Все служащее духовенство с Евангелием идет к Плащанице, обходит ее, и при пении «Свете Тихий» все уходят в алтарь. Царские врата закрываются, чтец идет читать паремии. Их много — пятнадцать. Мы раскладываем стульчики и садимся слушать. От темных спин вокруг темно, и это даже помогает внимательнее входить в то, что нам предлагает Ветхий Завет.

Первая паремия42 относит нас к самым «источникам»: В начале сотвори Бог небо и землю. Мы слышали эти слова перед Рождеством, Богоявлением, в первый день Великого поста. Теперь почти Пасха. Мы вводимся всем строем богослужения в ее преддверие, и эти слова нам напоминают, что «Божественное могущество приближается через Воскресшего к каждой душе, Его жаждущей».
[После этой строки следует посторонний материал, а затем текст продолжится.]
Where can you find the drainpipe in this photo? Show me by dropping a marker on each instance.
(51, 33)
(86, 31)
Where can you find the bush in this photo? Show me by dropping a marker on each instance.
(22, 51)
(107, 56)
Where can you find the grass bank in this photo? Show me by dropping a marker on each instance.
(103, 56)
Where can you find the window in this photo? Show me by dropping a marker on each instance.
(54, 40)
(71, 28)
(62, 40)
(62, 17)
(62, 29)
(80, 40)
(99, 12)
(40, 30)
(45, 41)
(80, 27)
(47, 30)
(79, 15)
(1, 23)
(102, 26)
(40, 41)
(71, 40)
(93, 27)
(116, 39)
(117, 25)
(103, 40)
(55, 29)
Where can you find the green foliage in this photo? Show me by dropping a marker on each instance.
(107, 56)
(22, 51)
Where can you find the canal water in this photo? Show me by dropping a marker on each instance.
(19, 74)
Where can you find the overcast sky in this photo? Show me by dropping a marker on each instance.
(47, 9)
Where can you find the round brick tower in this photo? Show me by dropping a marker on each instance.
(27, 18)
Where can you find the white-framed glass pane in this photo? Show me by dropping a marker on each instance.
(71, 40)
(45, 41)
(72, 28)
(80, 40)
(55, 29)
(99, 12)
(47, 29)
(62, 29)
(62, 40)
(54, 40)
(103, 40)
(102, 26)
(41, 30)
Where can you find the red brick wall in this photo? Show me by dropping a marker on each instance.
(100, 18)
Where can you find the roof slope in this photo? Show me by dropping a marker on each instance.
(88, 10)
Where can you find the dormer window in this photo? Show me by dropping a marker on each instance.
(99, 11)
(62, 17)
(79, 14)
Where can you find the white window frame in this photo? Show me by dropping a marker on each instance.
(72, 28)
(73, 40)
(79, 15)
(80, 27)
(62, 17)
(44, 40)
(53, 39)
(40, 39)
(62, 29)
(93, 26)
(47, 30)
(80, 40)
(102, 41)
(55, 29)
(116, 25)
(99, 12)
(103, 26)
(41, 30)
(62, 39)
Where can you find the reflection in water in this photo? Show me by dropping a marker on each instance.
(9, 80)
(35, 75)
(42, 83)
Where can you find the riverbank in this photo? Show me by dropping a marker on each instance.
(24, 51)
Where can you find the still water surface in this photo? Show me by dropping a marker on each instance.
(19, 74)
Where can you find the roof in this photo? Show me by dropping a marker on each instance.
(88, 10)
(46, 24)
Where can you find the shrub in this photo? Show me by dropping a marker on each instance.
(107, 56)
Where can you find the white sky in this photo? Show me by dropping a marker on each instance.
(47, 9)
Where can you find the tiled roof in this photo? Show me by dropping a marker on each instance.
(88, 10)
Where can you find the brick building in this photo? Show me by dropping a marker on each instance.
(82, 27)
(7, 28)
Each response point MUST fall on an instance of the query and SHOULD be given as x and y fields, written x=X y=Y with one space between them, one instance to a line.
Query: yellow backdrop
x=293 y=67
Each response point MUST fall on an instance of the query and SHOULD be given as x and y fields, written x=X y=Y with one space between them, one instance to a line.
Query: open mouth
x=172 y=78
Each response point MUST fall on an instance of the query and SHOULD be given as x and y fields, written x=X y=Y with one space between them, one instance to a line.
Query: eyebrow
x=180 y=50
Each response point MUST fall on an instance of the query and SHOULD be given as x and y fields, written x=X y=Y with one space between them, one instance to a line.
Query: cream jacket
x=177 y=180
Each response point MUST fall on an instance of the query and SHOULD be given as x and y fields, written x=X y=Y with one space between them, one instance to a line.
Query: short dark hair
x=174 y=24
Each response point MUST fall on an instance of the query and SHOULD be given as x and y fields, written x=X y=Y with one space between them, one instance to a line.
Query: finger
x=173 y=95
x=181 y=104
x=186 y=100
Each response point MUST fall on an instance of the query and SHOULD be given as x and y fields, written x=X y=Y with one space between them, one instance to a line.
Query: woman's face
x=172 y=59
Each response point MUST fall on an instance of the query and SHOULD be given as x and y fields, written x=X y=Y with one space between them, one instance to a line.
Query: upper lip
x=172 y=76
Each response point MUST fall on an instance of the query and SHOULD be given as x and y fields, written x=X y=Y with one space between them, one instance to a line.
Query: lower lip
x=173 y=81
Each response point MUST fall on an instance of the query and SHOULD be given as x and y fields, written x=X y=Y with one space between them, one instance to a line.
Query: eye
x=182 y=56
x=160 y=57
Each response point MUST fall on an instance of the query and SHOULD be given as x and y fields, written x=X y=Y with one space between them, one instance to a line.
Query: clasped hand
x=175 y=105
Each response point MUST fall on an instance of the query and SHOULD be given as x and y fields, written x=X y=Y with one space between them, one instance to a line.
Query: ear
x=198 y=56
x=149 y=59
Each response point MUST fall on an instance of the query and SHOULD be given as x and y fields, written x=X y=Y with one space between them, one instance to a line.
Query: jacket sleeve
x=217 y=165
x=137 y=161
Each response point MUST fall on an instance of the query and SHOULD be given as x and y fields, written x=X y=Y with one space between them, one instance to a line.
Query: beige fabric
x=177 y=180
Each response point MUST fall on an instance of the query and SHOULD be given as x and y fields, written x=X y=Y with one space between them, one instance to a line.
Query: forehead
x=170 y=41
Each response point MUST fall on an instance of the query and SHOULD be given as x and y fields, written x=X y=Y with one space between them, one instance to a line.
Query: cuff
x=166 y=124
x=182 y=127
Во второй паремии43 слышим: Светися, светися, Иерусалиме... Это говорил пророк Исаия, живший в VIII веке до Рождества Христова,— в то время, когда город разрушили халдеи, храм сожгли, жителей отвели в плен. Мы привыкли слышать в каноне преподобного Иоанна Дамаскина другое: «Светися, светися, новый Иерусалиме». Это относится не только к восстановленному позже городу, но больше — к новозаветной Церкви, которая соберет всех «от запада, и севера, и моря, и востока»XCVII, прошедших через тяжкие испытания и не потерявших веры и жажды покаяния. За несколько часов до торжественного пасхального богослужения мы слышим эти древние призывы, будто сдвигаем пласты времени, будто тает дальность расстояний, и единственное остается главным и вечным — славой и светом Иерусалима, старого города и Нового Царства Христова, еще на земле начавшегося. Этим единственным было, есть и будет Воскресение Христово!

Слушаем третью паремию44 об установлении иудейской пасхи. Зачем нам теперь вспоминать о египетских казнях, о волнениях племен в связи с гибелью первенцев? Если мы увидим здесь не одни первообразы и исполнение предвозвещенного, но сможем вникнуть в смысл жертвы, то поймем непреложную истину: всякий грех не останется без наказания. Основную тяжесть его берет на Себя Господь, нам же оставляется выбор: или терпеливое несение посильного креста с надеждой на милость Божию, или горделивое упорство и отчуждение от Бога.

Меняются чтецы. Мы уже — в четвертой паремии45 — слышим рассказ об Ионе, наивно пытавшемся улучшить свой жребий — не ходить в ненавистную Ниневию, город богатых, распутных хищников и обездоленных бродяг, город мерзких гадалок и отвратительных язычников. Это им идти и говорить о гневе Божием? А вдруг покаются?